# Please help! Extreme and constant tantrums. At the end of my rope.



## Hokulele (Mar 2, 2005)

DD, turning 4y this month is having a terrible time. I'm at the end of my rope, DH is fully ready to spank. Help. Please.

DD will flip out over anything, everything and nothing. If we move her cup, if we ask her to do anything ("wash your hands, please") or she'll even just say/do something provoking just because. Many many times this ends up in a full-blown knock down drag out tantrum. Top-of-the-lungs screaming, hitting, kicking, red angry face. There is nothing I can do when she gets like this. Holding her is out of the question. She is so loud she can't even hear me talk.
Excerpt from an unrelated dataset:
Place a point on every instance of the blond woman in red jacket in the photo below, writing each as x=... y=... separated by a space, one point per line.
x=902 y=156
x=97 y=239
This can't be normal. I'm desperate.

These episodes happen many times a day and last at least 1/2 hour, sometimes as long as an hour or more. It is "normal" for her now to have spent almost four hours a day screaming and in extreme anger.

She is hoarse from all the screaming.

Please help. This has only been going on for two weeks, maybe three, but that is way too long. It is affecting me physically and emotionally. I just want to curl up in bed alone. DH, the most gentle man I know, has never lost his temper in the 8 years I've known him. Now he loses it daily.

The worst is 1. what this is doing to her. And 2. the baby gets totally neglected because we are so focused on helping DD1.

What can I try? (I feel like I've tried everything but willing to try it all again). And how can I calm her once she's in these fits? When she's calm she is very clingy, wants me to hold her ALL day long, sleeps like she's suction-cupped to me (we cosleep).

I'll take any advice at all. My poor DD needs it.


----------



## mamazee (Jan 5, 2003)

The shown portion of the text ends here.